I might not know much about economics, but I know a thing about how cold I've been over the past twenty years, and in twenty years of discussion with friends and family members about how cold it was for them across the Eastern Seaboard of the United States. I know that it's gotten warmer since 1973, by my own direct observation. If however scientists were able to come up with a scientific explanation that says I was wrong in my direct observations, I probably should listen. But they haven't.
What if I were to consult the scientific consensus and it were to confirm my own personal observation that the earth (and the Eastern Seaboard) were in fact warming, AND political activists of a certain political persuasion tell me that the earth is cooling? How likely is that the political activists would be right, and my personal observations are wrong, and the compiled scientific data are also wrong? I think it's pretty unlikely.

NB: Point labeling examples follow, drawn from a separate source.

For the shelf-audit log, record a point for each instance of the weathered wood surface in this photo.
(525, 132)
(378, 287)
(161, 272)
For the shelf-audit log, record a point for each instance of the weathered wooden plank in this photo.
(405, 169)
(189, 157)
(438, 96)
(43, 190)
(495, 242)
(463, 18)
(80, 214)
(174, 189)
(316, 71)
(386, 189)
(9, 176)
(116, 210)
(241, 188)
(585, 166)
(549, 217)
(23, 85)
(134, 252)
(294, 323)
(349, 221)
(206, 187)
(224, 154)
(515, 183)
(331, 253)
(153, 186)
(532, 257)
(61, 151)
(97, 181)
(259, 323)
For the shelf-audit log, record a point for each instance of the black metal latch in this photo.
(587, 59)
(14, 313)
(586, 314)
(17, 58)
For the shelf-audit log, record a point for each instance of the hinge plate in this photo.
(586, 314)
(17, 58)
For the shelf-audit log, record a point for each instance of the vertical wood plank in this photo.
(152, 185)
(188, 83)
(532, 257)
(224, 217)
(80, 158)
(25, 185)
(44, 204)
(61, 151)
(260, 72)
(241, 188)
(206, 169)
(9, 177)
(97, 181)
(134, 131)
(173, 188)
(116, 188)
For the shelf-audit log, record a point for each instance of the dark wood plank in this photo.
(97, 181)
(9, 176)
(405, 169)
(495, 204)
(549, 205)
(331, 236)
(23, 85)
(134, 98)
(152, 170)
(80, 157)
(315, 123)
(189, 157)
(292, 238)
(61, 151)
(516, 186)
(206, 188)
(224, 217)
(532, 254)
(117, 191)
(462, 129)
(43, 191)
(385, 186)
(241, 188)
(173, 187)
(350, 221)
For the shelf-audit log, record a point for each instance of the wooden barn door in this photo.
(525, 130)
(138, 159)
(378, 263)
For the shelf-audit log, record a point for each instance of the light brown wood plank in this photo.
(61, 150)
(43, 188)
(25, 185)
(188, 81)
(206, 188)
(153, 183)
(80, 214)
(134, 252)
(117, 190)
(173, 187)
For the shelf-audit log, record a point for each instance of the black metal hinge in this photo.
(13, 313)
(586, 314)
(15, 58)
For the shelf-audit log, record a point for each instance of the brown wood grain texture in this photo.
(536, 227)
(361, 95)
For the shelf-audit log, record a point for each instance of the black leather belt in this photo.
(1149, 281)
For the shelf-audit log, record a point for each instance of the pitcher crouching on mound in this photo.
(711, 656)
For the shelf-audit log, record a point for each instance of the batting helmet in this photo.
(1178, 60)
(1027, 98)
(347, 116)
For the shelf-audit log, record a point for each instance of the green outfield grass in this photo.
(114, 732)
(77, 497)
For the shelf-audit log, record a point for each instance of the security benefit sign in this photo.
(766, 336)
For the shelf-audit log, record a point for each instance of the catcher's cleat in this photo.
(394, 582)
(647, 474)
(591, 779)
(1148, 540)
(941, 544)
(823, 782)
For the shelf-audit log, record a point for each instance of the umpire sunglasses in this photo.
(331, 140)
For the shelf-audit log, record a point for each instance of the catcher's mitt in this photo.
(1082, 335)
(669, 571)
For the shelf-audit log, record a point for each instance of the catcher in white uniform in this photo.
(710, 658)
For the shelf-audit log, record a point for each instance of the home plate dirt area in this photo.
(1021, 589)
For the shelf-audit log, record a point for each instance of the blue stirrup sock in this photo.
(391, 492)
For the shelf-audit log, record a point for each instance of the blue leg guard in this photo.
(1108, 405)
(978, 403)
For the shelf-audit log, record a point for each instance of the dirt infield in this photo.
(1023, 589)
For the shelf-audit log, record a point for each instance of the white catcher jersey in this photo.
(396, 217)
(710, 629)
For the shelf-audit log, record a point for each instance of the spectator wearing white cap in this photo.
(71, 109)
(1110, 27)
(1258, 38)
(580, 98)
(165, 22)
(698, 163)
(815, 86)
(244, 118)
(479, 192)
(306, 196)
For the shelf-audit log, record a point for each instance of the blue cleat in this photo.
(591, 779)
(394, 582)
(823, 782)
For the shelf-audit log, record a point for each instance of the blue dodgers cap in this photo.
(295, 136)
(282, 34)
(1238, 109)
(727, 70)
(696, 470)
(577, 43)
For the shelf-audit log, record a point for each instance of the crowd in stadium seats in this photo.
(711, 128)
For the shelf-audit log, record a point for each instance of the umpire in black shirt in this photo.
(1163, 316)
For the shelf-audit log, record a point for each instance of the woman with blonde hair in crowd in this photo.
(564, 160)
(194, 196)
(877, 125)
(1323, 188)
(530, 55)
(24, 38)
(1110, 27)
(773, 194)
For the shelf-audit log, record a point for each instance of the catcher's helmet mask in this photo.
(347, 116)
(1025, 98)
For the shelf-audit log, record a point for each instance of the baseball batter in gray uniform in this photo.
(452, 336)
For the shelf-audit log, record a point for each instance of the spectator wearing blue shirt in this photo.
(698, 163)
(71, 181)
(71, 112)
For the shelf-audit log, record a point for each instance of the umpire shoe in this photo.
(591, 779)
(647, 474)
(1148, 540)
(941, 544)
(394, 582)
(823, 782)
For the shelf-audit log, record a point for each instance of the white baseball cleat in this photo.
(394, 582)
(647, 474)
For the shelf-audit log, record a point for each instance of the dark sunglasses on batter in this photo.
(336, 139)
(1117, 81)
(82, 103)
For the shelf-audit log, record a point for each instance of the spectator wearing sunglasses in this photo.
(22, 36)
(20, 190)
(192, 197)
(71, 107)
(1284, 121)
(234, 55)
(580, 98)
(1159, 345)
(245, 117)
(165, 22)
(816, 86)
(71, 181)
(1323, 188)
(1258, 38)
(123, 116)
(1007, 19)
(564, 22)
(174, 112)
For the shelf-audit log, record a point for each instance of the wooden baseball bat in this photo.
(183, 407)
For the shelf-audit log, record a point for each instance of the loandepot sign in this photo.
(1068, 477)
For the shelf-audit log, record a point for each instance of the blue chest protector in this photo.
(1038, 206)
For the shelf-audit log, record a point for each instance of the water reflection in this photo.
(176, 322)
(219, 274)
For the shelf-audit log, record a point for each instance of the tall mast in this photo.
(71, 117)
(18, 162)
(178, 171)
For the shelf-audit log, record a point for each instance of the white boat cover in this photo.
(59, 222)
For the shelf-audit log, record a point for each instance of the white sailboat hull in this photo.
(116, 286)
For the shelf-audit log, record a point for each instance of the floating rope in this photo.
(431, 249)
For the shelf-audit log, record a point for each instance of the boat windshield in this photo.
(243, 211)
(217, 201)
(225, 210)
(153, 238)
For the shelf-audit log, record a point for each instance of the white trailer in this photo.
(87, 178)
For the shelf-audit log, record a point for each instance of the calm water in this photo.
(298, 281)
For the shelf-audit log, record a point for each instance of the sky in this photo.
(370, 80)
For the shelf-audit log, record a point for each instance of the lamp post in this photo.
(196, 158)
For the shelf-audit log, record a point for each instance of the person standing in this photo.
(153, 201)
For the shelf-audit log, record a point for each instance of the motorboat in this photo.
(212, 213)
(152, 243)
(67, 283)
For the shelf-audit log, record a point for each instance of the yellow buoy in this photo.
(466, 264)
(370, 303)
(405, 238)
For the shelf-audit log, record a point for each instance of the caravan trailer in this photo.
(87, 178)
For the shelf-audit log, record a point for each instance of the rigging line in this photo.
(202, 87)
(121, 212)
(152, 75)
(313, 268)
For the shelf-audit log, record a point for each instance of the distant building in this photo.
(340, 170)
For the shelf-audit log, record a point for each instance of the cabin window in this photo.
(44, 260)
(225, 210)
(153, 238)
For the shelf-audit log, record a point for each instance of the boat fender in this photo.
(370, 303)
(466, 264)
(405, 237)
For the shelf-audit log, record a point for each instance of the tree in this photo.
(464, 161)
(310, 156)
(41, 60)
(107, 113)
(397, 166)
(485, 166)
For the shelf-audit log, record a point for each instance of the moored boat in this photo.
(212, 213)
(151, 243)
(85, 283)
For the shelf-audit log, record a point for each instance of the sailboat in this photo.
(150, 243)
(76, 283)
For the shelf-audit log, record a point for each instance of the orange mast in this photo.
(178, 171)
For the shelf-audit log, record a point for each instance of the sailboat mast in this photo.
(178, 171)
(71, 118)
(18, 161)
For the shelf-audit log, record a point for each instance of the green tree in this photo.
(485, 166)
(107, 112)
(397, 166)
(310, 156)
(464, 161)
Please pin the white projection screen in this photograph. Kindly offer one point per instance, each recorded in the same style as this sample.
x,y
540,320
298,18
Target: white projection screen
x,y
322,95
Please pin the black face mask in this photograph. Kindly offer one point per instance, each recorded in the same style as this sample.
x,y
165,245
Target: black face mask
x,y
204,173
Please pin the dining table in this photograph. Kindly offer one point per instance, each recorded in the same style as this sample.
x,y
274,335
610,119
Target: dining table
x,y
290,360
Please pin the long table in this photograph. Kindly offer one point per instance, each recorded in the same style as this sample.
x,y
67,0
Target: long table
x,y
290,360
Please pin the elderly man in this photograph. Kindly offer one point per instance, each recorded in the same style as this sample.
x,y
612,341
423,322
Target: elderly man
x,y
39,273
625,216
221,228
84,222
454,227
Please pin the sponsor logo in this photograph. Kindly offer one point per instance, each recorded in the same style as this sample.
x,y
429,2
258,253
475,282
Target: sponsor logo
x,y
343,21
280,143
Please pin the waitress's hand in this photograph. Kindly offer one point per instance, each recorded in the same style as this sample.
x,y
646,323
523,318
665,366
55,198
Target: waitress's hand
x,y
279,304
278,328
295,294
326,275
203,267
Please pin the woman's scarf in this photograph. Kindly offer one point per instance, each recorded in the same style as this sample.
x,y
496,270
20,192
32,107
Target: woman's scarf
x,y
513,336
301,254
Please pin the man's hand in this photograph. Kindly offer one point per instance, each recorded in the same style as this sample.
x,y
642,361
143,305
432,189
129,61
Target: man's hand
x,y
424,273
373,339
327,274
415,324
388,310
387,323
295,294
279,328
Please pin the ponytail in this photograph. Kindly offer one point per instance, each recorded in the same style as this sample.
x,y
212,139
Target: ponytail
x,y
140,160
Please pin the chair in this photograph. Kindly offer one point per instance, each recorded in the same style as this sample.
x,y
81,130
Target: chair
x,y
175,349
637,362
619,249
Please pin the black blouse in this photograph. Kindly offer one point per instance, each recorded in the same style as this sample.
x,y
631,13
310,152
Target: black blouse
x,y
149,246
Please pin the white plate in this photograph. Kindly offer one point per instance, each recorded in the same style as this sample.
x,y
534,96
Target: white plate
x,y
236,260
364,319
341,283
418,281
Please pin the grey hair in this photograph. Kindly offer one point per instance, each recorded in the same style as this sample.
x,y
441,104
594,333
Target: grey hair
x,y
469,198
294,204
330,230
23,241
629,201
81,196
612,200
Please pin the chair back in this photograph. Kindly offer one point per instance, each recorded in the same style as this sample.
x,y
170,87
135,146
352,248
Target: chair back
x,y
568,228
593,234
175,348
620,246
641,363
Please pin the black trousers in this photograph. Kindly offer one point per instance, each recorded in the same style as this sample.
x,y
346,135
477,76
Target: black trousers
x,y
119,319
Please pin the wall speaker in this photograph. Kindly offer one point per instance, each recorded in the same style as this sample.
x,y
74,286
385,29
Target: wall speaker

This is my response to a poll by the Pew Research Center on climate change. They asked all kinds of questions related to policy decisions, and I don't care about that. I did not quote any policy-related poll data below. Maybe the question of what is the best policy is another unanswerable, intractable question. Similarly, the poll says that there's about a 20% of the populate across the board who believe that the earth is warming, but it's not due to human pollution. Fair enough: it's interesting that this one view does not correlate to any political orientation. But is anyone in the room stubbornly denying reality itself? I think it's pretty obvious here.
What is completely alarming is the response to the question of whether the earth were warming at all. The poll answers here show an amazing sensitivity to political affiliation. Seventy percent of Tea Party Republicans believe that there is no warming. Fourteen percent of Democrats have the same denial of reality. This is sad. If you're completely wrong, most likely denying your own observation of reality, on one point, how many other points can you be wrong on?